Como he mencionado ya en alguna otra de las narraciones sobre las aventuras de mi amigo, nunca ha dejado de fascinarme la capacidad de Holmes para evadirse. Cuando tiene algo entre manos, como era el caso, consigue encogerse y arrebujarse dentro de ese gran caparazón que es su cerebro. Desaparece durante el tiempo que haga falta hasta que, eureka, vislumbra algo de luz y retorna al mundo de los humanos. Huelga decir que no se me ocurriría bajo ningún concepto interrumpirle cuando se halla en medio de sus cavilaciones. Su cerebro recorre unos senderos tan complicados y sinuosos que cualquier movimiento cerca de él puede descentrarle y hacerle perder el hilo de sus enrevesadas elucubraciones. Mi amigo Holmes, además, tiene un carácter de aúpa, como he podido dejar constancia en mis escritos. Las represalias por interrumpirle mientras ejecuta su trabajo son incalculables.

En fin, como iba contando, mientras Holmes se abstraía con su guitarra, me quedé varios minutos erguido al lado de la ventana. Aunque el abrupto desliz de las gotas me producía una sensación punzante de melancolía, no podía apartar mi mirada de ellas. La lluvia ha causado siempre un efecto magnético y envolvente sobre mí. Podría pasarme horas y horas observándola. Intentaba descifrar a través de las gotas qué hacían en sus casas los vecinos del edificio de enfrente cuando, de repente, observé que un taxi se paraba a la altura de nuestro portal. Se apeó de él un señor con movimientos pesados, cuya figura se disipó bajo la tela de un paraguas negro. Al segundo sonó el timbre de nuestro piso. Holmes detuvo su música.

 - ¿Esperas a alguien? -le pregunté.

 -No -me respondió ariscamente, enfadado porque le hubieran interrumpido.

 -Qué curioso. ¿Quién andará por ahí a estas horas? Debe de tratarse de un asunto de alta relevancia. Voy a abrir.

Pulsé el botón del telefonillo para abrir a nuestro inesperado visitante. Me acerqué a la puerta de la entrada y esperé bajo el umbral. Holmes decidió quedarse en el salón.
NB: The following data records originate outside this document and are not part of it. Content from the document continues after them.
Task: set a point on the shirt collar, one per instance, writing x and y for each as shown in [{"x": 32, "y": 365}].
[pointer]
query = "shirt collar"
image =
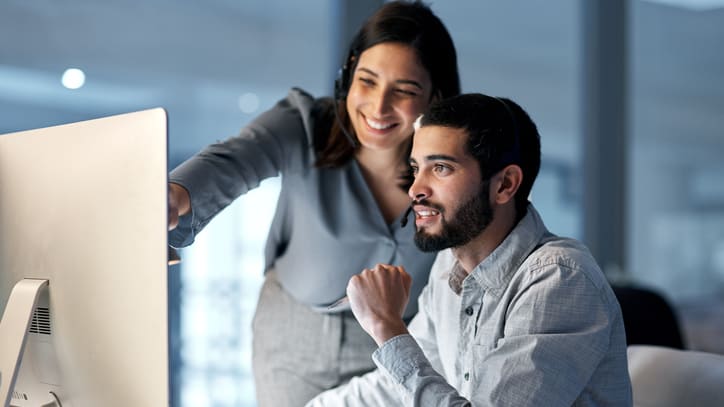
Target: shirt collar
[{"x": 496, "y": 270}]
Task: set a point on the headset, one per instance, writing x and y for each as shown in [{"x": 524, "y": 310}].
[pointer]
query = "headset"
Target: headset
[
  {"x": 514, "y": 155},
  {"x": 341, "y": 88}
]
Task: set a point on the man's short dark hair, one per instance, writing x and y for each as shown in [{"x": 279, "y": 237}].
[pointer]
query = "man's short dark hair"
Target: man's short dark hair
[{"x": 499, "y": 131}]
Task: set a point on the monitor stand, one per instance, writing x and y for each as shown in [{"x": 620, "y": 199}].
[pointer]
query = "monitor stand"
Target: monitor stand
[{"x": 14, "y": 331}]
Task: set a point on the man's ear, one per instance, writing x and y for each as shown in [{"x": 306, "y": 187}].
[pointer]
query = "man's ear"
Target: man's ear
[{"x": 506, "y": 184}]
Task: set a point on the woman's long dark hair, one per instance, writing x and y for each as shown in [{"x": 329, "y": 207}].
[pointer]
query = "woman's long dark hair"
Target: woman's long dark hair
[{"x": 409, "y": 23}]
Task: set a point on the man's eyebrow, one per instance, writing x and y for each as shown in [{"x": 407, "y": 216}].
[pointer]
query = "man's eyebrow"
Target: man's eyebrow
[
  {"x": 444, "y": 157},
  {"x": 400, "y": 81}
]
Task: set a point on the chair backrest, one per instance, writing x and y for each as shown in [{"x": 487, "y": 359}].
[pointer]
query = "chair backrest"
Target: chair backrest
[
  {"x": 648, "y": 318},
  {"x": 666, "y": 377}
]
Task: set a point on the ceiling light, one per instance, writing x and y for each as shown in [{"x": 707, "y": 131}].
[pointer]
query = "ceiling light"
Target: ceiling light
[{"x": 73, "y": 78}]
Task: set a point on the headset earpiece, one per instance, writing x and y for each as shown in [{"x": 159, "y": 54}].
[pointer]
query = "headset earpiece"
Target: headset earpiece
[{"x": 341, "y": 84}]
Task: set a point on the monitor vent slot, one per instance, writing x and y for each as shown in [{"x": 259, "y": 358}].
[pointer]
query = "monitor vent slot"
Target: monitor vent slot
[
  {"x": 20, "y": 395},
  {"x": 41, "y": 321}
]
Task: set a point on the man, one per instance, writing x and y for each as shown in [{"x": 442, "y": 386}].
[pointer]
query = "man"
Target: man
[{"x": 512, "y": 315}]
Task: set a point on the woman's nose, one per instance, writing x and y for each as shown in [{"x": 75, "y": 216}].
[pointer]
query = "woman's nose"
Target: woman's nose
[{"x": 382, "y": 102}]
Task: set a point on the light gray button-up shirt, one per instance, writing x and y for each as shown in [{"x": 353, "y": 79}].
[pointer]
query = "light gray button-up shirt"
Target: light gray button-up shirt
[{"x": 536, "y": 324}]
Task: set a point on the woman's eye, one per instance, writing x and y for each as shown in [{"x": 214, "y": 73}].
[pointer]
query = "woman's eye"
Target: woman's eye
[{"x": 406, "y": 92}]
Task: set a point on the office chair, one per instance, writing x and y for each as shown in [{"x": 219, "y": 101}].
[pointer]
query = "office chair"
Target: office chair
[{"x": 648, "y": 318}]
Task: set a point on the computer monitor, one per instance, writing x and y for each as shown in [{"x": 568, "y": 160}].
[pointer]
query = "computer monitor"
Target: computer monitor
[{"x": 83, "y": 241}]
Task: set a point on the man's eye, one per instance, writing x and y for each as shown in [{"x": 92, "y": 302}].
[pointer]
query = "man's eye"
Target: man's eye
[{"x": 441, "y": 169}]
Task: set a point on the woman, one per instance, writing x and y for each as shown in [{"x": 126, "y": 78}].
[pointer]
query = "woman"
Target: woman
[{"x": 345, "y": 174}]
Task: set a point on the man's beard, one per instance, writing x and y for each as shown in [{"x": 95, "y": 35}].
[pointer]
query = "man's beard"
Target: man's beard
[{"x": 470, "y": 219}]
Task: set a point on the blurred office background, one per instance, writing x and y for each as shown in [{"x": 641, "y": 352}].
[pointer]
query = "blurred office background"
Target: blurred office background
[{"x": 628, "y": 96}]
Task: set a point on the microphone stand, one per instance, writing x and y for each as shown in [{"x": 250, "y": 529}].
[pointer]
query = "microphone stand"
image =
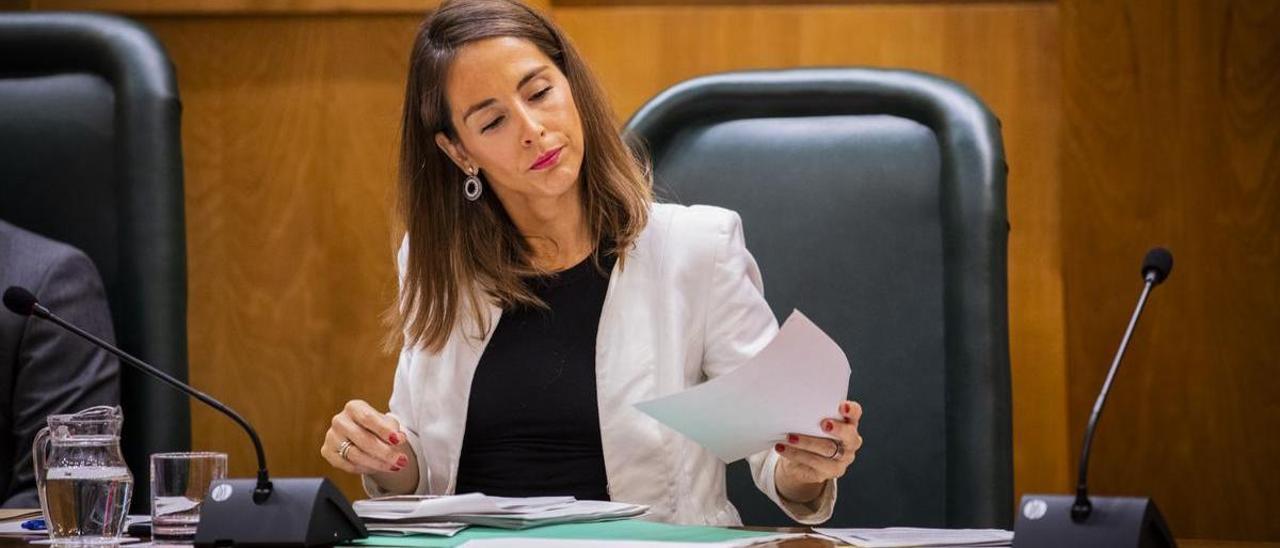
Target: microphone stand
[
  {"x": 288, "y": 512},
  {"x": 1082, "y": 507}
]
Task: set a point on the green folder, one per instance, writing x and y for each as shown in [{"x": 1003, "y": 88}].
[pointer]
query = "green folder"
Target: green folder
[{"x": 607, "y": 530}]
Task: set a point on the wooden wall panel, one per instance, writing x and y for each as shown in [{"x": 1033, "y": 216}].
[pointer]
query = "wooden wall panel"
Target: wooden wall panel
[
  {"x": 1173, "y": 137},
  {"x": 1008, "y": 54},
  {"x": 289, "y": 135}
]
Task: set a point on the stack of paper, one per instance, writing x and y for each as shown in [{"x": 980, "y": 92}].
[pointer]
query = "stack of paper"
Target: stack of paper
[
  {"x": 451, "y": 514},
  {"x": 914, "y": 537},
  {"x": 799, "y": 379}
]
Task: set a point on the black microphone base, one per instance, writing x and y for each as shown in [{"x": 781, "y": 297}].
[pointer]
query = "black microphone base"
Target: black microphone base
[
  {"x": 1045, "y": 521},
  {"x": 301, "y": 511}
]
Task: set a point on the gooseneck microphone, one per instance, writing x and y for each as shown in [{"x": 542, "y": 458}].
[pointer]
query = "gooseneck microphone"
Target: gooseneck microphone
[
  {"x": 1155, "y": 268},
  {"x": 307, "y": 511},
  {"x": 21, "y": 301},
  {"x": 1065, "y": 521}
]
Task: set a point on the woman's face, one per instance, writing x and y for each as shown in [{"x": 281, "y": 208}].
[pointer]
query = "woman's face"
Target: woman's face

Como saben nuestros lectores, vivimos en un segundo piso sin ascensor. Aunque no requiere un esfuerzo muy grande subir estos dos pisos, parecía que a nuestro visitante, a juzgar por los jadeos que se oían desde el rellano, le estaba costando sobremanera. Después de dos largos minutos, atisbé por fin una sombra que se empezaba a proyectar sobre la pared de las escaleras. Reflejaba la forma de un señor de estatura media. La sombra iba adquiriendo progresivamente contornos más nítidos hasta que, de repente, se disolvió y el hombre en cuestión apareció imponentemente delante de la puerta, a un palmo de mí.